In this manner, each node transmits “route information and ACK” when it receives “route information and ACK” of a node having an immediately higher response order. Each station determines whether or not the response order is its own order by judging its own response order from information related to response orders of reception terminals included in the route information of the node ‘A’ that has transmitted “route information and data” at the beginning, and further, by judging whether the number of received responses counted up by a communication control unit or information representing response order of the transmission source including ACK corresponds to its own response order.

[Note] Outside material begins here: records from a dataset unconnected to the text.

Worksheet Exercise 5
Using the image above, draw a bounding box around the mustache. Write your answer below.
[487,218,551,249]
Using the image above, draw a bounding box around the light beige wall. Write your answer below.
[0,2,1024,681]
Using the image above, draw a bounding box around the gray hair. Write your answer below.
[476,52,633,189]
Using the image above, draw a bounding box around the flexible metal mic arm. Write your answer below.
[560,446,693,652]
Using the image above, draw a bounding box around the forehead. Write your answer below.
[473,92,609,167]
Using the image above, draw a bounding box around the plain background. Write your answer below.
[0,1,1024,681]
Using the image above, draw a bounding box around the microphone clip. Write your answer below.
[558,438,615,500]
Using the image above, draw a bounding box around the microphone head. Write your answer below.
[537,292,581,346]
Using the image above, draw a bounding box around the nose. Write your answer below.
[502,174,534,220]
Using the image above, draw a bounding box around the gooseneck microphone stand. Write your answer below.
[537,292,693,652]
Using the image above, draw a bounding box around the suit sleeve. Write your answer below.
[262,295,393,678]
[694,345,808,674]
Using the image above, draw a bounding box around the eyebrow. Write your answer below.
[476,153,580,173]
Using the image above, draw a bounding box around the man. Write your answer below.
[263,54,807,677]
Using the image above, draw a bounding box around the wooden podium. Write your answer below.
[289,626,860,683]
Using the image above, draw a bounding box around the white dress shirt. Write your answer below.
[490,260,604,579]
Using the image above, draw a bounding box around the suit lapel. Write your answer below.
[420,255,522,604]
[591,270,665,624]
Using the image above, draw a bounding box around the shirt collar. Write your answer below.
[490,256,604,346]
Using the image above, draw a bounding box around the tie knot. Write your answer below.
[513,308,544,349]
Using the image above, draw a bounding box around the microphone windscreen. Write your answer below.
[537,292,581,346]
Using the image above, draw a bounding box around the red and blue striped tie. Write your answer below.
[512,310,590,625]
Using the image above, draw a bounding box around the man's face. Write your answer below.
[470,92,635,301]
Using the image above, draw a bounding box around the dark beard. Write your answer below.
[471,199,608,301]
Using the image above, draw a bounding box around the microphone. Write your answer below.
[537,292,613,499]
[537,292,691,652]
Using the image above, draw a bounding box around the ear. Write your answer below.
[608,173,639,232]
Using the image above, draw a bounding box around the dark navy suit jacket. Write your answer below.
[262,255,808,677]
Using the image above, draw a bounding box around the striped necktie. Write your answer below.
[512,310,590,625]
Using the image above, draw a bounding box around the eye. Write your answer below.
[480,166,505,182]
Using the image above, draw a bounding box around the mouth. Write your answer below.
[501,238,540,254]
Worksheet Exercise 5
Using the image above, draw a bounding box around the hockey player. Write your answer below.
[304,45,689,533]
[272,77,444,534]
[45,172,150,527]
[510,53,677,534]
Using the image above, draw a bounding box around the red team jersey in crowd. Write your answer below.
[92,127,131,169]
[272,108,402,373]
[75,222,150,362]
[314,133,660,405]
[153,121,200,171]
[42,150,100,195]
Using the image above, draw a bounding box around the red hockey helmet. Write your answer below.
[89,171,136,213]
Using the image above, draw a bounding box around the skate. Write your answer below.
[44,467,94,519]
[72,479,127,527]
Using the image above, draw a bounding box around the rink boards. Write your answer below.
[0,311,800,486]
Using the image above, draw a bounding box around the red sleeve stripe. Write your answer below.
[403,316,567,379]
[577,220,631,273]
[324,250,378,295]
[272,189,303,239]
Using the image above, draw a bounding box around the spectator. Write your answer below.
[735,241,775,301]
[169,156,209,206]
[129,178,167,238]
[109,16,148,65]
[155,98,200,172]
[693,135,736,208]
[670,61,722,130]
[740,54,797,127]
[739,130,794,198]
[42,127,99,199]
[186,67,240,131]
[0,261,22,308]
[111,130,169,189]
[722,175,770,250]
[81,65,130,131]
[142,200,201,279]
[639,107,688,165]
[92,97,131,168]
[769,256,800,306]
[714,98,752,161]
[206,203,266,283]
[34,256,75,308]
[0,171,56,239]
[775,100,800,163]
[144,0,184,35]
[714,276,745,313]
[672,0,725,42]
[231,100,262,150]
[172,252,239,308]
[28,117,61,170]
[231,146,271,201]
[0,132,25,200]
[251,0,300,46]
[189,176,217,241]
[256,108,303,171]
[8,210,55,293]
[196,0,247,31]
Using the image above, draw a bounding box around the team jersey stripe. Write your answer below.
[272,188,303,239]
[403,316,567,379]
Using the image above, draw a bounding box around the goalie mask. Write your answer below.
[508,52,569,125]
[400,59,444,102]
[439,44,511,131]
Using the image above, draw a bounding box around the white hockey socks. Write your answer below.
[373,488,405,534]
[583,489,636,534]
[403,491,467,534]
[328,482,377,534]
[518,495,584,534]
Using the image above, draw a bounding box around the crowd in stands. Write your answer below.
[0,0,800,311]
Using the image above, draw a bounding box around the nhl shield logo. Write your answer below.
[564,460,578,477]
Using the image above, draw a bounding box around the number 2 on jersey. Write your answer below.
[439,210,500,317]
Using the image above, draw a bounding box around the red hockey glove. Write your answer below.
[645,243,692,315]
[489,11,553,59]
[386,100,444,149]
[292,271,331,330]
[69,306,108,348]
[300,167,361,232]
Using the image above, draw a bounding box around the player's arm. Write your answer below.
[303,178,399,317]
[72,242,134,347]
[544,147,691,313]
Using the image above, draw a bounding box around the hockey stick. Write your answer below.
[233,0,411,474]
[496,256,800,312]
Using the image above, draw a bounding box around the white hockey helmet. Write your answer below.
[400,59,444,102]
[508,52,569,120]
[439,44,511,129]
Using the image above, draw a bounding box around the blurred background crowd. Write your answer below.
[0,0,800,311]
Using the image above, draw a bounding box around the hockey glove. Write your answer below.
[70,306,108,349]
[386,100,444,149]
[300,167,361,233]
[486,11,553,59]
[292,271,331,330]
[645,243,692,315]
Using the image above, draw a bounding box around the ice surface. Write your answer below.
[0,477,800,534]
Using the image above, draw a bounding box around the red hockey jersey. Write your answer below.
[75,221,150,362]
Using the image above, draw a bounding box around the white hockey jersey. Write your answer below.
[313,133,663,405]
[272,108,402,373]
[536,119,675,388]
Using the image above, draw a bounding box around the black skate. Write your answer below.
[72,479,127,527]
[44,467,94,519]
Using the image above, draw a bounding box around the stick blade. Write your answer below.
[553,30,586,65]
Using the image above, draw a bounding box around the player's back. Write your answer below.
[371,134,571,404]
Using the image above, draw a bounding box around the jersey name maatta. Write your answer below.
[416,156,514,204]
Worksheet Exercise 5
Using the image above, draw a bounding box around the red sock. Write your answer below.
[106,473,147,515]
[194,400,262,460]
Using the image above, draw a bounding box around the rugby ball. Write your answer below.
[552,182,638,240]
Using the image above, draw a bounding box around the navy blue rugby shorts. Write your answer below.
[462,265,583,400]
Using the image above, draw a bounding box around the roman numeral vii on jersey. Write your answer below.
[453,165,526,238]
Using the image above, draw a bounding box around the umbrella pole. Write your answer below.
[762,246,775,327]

When receiving a reply from the node ‘C’ having the lowest response order, the node ‘A’ as the transmission source transmits “route information and termination” to notify the termination of the communication. At this time, by checking a response order included in ACK, it is determined whether the transmission has come from a transmitting and receiving station having the lowest priority or whether the number of receptions is equal to the number of subscriber stations (in this case, 3). The above process is the basic operation.
A pre-assignment method has a constraint condition that the method is applicable to only nodes capable of communicating within 1 hop, i.e., direct communication. That is to say, even if nodes have been registered in a pre-assignment group, for example, as can be seen in FIG. 4, in a case where the nodes ‘A’ and ‘C’ cannot perform direct communication and relay is required, the pre-assignment method is not available. The transmission and reply of the nodes ‘A’ and ‘C’ do not reach each other.
As a prior art, for example, Patent Document 1 discloses a technique that efficiently specifies the operations of an IP address and a MAC address of a wireless network by an ad hoc routing protocol.
Patent Document 1: Japanese Patent Application Publication No. 2013-110521
In the aforementioned prior art, there are constraints as follows: a pre-assignment communication is available only when the direct communication is possible; and the same address code information is set and kept by a manager or the like in all wireless devices belonging to an ad hoc network. In a case of having the same address code, if the number of subscriber stations and response numbers are different, the communication is not possible.
Moreover, in an ad hoc network where participation and departure of communication subjects are frequent, it is difficult for a manager to maintain the above constraints and to set and manage the most efficient address information while judging whether or not direct communication is possible.